What that means is that even as the sticker price of college increases year after year—the tuition figure that gets all the attention from the public—schools are actually bringing in the same or even less in actual revenue after grant aid is subtracted from a student’s tuition bill. Like any business, a college needs cash on hand to pay employees, bills, and debts, and most of all, maintain the campus and invest in the future.
Continuing to discount a product more and more every year eventually leads to the death spiral that many retailers find themselves in right now. So does that mean higher education will follow the retail sector and witness a rash of closures and mergers in the coming years? It’s unlikely given the political realities and government subsidies. Just look at how difficult it was to close tiny Sweet Briar College in Virginia (and ultimately unsuccessful).
Rather, this latest discounting study “suggests that we are nearing the end of solutions based on pricing for higher education,” said Rick Staisloff, founder of rpk Group, a consulting firm, and a former vice president for finance and administration at what is now known as Notre Dame of Maryland University. Colleges now need to focus on the other side of the equation—cutting the cost of educating students. “My experience across institutions nationally is that we have not focused sufficient attention on cost,” he said.
Higher education has never been good at controlling costs. Last decade, construction cranes were ubiquitous on college and university campuses to build ever more luxurious residence halls, recreation centers, hi-tech classrooms, and state-of-the-art research facilities. For many institutions, much of that construction was financed by debt. The amount of debt taken on by institutions between 2000 and 2012 nearly doubled, to more than $300 billion.

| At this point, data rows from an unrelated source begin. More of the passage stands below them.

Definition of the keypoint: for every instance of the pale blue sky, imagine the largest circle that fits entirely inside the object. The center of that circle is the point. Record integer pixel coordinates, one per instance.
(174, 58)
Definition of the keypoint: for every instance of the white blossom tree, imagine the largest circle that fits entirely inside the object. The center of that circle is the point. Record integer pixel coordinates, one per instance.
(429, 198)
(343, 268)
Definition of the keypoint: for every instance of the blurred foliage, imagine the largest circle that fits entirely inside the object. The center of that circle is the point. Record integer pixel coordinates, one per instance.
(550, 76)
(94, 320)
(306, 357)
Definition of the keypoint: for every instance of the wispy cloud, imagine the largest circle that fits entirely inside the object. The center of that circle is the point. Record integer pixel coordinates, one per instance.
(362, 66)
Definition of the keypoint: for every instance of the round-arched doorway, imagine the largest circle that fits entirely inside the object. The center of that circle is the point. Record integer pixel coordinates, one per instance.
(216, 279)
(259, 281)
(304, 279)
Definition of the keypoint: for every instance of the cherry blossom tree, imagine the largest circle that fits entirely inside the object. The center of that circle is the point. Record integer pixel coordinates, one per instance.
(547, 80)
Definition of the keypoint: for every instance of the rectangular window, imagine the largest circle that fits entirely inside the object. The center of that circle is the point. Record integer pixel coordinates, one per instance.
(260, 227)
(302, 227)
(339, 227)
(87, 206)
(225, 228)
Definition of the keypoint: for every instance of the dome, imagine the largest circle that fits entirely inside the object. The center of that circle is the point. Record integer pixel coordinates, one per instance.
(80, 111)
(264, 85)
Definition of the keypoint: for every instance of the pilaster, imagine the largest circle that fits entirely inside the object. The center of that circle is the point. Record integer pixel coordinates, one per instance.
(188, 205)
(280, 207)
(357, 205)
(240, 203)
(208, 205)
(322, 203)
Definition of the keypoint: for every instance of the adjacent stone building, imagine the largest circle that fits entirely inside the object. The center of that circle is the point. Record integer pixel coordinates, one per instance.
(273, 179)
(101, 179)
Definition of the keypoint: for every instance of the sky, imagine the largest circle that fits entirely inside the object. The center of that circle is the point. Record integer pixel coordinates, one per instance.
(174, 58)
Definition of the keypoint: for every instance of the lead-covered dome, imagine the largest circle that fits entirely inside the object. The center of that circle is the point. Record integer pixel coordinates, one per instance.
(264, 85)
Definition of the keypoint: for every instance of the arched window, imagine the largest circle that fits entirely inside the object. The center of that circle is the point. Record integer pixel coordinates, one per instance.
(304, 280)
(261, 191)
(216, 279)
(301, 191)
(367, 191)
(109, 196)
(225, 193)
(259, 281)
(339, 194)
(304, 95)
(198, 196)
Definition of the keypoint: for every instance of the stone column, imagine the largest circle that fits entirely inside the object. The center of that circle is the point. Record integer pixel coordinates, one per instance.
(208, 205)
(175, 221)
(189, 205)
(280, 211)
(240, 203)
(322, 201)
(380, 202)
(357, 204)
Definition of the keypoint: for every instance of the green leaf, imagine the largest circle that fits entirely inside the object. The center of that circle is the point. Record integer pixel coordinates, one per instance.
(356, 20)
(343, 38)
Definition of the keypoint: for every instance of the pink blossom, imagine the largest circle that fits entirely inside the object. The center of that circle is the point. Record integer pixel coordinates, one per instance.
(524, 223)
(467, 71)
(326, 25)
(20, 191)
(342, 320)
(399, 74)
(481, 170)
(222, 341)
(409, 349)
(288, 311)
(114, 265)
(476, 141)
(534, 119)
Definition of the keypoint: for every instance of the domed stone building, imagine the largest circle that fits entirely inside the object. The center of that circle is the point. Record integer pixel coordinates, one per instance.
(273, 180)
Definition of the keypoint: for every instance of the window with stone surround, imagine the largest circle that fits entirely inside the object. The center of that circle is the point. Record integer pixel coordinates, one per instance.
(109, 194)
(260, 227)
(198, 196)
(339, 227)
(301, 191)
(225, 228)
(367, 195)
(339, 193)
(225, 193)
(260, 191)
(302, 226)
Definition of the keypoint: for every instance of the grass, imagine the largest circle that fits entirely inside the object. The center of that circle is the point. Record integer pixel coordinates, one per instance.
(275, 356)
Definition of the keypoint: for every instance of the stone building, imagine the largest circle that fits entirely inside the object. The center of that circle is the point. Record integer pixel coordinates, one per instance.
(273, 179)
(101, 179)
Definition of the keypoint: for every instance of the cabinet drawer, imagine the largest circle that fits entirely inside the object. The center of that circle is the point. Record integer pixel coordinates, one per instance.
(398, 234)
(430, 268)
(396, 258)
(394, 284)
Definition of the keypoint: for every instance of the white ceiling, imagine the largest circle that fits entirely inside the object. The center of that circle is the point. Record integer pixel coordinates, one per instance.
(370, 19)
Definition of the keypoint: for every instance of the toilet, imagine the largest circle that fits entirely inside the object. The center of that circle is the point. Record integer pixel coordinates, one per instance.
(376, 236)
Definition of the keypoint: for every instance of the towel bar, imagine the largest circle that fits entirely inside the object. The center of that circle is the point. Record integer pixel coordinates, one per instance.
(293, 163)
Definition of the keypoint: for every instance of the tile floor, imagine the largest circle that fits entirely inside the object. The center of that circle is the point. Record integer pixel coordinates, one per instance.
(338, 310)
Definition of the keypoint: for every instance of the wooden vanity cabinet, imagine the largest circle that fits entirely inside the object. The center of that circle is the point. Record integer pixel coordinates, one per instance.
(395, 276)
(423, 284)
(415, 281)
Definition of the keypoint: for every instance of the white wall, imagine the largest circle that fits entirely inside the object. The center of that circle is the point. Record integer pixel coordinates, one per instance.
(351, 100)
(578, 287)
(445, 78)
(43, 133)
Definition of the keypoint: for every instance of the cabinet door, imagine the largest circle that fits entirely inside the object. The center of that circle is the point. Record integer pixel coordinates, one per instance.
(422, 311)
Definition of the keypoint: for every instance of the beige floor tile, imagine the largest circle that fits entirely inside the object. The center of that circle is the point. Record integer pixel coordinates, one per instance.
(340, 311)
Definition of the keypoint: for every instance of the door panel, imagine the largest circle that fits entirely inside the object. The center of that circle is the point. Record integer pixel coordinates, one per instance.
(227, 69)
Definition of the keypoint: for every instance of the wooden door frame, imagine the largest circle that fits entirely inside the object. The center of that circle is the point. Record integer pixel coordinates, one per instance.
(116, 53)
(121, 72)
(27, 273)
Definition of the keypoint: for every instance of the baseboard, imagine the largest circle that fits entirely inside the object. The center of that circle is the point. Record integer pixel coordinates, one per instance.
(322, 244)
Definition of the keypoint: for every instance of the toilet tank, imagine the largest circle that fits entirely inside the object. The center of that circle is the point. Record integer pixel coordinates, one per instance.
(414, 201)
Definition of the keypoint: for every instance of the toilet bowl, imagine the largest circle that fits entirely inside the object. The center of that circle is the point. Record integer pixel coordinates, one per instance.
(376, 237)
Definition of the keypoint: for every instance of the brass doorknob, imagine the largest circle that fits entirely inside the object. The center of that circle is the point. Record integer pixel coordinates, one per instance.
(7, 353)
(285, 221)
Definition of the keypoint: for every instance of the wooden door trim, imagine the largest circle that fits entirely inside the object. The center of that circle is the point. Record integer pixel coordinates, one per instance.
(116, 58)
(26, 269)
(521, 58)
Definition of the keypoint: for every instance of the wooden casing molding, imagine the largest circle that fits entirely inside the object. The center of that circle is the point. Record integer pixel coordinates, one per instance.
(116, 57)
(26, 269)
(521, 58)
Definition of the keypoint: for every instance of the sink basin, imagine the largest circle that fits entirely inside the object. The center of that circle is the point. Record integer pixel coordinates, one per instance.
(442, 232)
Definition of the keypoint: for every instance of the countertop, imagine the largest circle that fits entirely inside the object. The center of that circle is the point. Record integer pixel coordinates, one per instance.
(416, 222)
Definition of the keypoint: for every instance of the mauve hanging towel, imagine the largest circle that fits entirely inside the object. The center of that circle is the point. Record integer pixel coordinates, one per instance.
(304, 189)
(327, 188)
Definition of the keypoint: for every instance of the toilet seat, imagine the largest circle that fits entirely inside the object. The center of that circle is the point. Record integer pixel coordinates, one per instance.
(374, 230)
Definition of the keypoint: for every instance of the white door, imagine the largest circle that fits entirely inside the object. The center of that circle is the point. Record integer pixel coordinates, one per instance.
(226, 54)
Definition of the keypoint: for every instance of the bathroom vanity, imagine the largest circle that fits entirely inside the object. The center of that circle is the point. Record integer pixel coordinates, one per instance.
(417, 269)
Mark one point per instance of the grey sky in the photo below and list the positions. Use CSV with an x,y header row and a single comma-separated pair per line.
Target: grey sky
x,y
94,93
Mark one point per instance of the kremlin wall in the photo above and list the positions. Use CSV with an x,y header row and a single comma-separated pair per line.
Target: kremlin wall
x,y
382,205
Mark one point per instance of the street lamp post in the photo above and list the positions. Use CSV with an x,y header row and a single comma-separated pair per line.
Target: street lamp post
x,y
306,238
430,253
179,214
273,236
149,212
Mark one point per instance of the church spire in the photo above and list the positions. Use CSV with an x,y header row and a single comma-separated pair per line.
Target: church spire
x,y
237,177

As Larry Bacow, the former president of Tufts University, told me, there is “no natural constituency” for cost control on campuses. “Universities compete by advertising their inefficiencies—small classes, lots of hands-on experiences, the intimacy of the student experience,” he said. “We tell students to come here because we’re essentially the most labor-intensive provider.”
Colleges and universities with large endowments can afford to be inefficient if they believe it provides a better student experience. But fewer than 100 universities in the United States have endowments of more than $1 billion. For all others, financial and demographic realities will require them to adopt new approaches to delivering courses and different choices about how to spend their money—whether on the latest campus amenities or on reducing costs. If not, many colleges and universities risk following Macy’s and other retailers in the race to offer their products next to free.